Key insights from this tutorial:

- **Transfer learning**: We leveraged the knowledge in a pre-trained language model instead of training from scratch, which is much more efficient.
- **Selective fine-tuning**: By only fine-tuning a small portion of the model, we preserved its general language understanding while adapting it to our specific task.

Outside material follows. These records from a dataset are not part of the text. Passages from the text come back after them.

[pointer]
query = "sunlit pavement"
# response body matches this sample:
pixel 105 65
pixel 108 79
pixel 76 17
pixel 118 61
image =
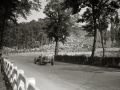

- **Causal attention**: We used the last token's representation for classification because it has access to the entire input sequence due to the causal attention mechanism.
- **Classification head**: We replaced the language modeling head with a simple binary classification head.

This approach can be extended to other text classification tasks by adapting the dataset and possibly the model architecture. For more complex tasks, you might want to fine-tune more layers or use larger pre-trained models.